We have to decided whether, a user-defined type is prohibited (in that case this feature would be specified with "MUST NOT") to have anyAtomicType as it's base OR whether implementations would be allowed to provide this feature if they wish to (in that case this need to be specified with keyword MAY).

My understanding of MAY and "MUST NOT" is same as those specified in RFC2119.

And I'm in favor of using MAY in this case (unless decided otherwise by the WG).

Thanks.
Comment 6 Mukul Gandhi 2010-11-19 23:33:29 UTC
(In reply to comment #3)
> That's the way I read it, too.  And I agree that RFC2119 prefers "MUST NOT" to
> "MAY not", even if they technically mean the same thing.  (But since they mean
> the same thing, it's truly a minor editorial fix.)

After thinking a bit over (probably these two things mean the same thing, as been discussed in this thread) this I'm inclined to take back my comments. I'll be fine with the editorial changes that'll be made (or will not be made) for this issue.

Thanks.
Comment 7 C. M. Sperberg-McQueen 2010-11-26 19:18:36 UTC
Mukul Gandhi's remarks have been helpful to me in drawing my attention to a flaw in the current formulation of section 2.4.4:  the distinction between built-in and user-defined datatypes assumes that all datatypes are either defined in this spec or defined by the authors of individual schemas, and that the first is what we mean by 'built-in' datatypes.

Even in 1.0, a schema processor is allowed to have automatic knowledge of types other than those defined in the spec; users of such processors may well feel that they are obviously built-in, in any ordinary-language use of the term, but in the XSD spec 'built-in' is a technical term and it does not always have its ordinary-language meaning.

In 1.1, however, implementations are allowed to provide additional primitive types, and ipso facto they are allowed, if they wish, to pass this freedom on to their users.  If a schema processor wishes to define a mechanism for defining new primitive types and allow its users to deploy that mechanism, then it would not be unreasonable to regard those new primitives as user-defined types.  But as primitive types, they will typically need to have anyAtomicType as their base type.  Such user-defined primitives are not meant to be included in the prohibition on user-defined types having anyAtomicType as their base, but it does suggest the need for some thinking about our categories and the terms we use for them.

I think that what is meant by the sentence quoted in the description of the issue is that user-defined ordinary datatypes cannot have anyAtomicType as their base.  This follows, I think, from the fact that no ordinary datatype can have anyAtomicType as its base:  they are either restrictions of primitives or other ordinary datatypes, or they are constructions by list or union, which have anySimpleType as their base type.

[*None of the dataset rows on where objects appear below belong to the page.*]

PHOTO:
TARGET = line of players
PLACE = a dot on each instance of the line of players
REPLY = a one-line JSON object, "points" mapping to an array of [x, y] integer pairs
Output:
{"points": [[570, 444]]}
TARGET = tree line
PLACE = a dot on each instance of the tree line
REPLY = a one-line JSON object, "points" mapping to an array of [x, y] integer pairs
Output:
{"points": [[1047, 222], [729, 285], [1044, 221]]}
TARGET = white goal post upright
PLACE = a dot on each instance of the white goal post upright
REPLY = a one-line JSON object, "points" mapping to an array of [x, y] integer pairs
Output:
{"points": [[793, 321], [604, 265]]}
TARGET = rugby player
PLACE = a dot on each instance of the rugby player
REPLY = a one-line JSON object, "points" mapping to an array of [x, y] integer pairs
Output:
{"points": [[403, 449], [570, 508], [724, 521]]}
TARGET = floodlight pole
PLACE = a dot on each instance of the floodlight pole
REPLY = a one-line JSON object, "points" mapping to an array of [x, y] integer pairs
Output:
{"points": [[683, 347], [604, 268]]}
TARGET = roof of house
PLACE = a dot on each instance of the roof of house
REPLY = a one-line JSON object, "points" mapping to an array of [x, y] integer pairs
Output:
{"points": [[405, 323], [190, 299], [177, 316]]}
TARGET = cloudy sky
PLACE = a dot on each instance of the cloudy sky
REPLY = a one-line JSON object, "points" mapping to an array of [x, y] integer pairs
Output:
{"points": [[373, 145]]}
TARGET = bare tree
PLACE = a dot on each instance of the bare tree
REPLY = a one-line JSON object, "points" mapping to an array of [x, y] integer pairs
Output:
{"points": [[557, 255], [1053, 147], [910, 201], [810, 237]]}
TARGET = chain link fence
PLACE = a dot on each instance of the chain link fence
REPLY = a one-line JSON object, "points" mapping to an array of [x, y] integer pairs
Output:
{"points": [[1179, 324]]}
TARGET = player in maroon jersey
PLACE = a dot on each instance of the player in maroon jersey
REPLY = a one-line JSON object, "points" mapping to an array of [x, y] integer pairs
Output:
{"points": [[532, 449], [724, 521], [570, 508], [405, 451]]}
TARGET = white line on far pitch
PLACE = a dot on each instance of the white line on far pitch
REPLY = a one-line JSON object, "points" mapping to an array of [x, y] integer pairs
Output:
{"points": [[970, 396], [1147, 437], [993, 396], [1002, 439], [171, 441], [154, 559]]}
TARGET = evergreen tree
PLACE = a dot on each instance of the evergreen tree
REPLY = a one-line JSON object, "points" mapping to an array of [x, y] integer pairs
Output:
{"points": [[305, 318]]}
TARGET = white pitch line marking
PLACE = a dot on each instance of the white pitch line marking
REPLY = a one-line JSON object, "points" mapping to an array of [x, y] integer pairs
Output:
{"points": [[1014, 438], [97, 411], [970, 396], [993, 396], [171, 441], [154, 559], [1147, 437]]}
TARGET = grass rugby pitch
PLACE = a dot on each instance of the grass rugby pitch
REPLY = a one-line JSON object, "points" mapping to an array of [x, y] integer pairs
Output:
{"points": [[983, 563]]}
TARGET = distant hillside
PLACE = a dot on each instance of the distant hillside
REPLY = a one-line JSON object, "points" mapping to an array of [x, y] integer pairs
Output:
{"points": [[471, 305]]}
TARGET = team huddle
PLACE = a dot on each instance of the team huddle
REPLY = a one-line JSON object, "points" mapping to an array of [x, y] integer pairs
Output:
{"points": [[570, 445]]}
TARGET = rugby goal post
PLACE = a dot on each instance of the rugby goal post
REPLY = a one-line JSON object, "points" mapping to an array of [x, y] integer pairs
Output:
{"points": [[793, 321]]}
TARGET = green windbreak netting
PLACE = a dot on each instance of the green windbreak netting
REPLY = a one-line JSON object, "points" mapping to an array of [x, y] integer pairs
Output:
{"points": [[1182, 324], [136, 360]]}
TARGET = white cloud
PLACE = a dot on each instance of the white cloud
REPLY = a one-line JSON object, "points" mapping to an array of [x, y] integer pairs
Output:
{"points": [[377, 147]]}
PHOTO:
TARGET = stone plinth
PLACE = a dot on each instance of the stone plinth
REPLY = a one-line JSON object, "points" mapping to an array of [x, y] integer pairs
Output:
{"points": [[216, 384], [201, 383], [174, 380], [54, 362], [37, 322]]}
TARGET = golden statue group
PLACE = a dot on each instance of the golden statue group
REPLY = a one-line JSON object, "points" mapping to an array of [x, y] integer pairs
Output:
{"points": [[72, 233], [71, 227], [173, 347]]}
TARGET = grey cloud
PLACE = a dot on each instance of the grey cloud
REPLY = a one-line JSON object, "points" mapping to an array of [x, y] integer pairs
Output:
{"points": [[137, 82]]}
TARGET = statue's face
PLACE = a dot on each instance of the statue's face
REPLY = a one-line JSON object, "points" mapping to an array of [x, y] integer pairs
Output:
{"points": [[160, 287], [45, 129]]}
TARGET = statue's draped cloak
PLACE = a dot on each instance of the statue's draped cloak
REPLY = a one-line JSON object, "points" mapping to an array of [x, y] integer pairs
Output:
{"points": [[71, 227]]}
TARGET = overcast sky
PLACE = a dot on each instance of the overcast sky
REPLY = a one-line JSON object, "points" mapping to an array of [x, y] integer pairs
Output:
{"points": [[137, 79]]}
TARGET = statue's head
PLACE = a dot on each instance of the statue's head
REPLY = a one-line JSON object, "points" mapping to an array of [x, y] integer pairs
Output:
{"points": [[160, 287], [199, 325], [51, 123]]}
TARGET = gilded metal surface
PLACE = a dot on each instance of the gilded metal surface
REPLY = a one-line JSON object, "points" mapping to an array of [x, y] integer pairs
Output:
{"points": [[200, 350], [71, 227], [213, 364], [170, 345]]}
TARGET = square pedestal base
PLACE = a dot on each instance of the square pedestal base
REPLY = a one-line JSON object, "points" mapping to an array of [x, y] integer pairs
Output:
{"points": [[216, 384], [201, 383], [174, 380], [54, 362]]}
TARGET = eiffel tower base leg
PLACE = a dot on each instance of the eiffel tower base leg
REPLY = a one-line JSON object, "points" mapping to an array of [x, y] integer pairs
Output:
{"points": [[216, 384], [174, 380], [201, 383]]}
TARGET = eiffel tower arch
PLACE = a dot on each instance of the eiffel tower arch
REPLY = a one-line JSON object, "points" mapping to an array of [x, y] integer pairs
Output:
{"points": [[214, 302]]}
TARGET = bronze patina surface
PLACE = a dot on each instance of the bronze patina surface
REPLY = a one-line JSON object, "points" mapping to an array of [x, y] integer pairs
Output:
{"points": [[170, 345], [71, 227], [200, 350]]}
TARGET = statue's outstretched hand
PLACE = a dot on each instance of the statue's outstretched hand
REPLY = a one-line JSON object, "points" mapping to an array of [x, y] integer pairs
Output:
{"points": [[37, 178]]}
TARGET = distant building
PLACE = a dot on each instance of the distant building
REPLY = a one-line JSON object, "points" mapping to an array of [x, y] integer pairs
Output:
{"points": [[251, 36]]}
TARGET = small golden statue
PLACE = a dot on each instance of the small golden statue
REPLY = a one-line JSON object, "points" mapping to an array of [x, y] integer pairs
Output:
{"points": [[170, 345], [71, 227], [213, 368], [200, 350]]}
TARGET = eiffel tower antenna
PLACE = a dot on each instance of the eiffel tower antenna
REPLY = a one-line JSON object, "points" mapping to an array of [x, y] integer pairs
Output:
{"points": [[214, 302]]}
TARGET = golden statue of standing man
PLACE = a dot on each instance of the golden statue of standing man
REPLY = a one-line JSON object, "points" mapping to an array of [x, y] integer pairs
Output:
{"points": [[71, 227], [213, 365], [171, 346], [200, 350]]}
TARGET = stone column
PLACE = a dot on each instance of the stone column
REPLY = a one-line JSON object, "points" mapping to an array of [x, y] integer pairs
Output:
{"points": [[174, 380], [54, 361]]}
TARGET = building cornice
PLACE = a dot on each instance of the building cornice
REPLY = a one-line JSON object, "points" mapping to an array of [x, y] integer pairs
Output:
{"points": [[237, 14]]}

The statement seems to take as a premise that users can only define ordinary datatypes.  That's true in XSD as a host language for Datatypes, but nothing in Datatypes requires host languages to use XSD simple type definitions to describe datatypes, and I don't believe anything in Datatypes forbids host languages to allow users to define new 'primitive' types which have anyAtomicType as their base type.

If the sentence in question is just trying to make explicit something that readers would otherwise have to glean indirectly from the spec, then we should recast it to be clearer and more correct, perhaps in non-normative words.  If it's essential that the statement be normative, we need to figure out just how to phrase it, given that other host languages are allowed to provide new primitives, and may choose to allow user-specified primitives.
Comment 8 David Ezell 2010-12-17 16:50:27 UTC
From 2010-12-03:
close this bug as overtaken, and open a new bug addressing all the issues.

MSM to perform a critical review of "user-defined" terminology and propose revision as needed.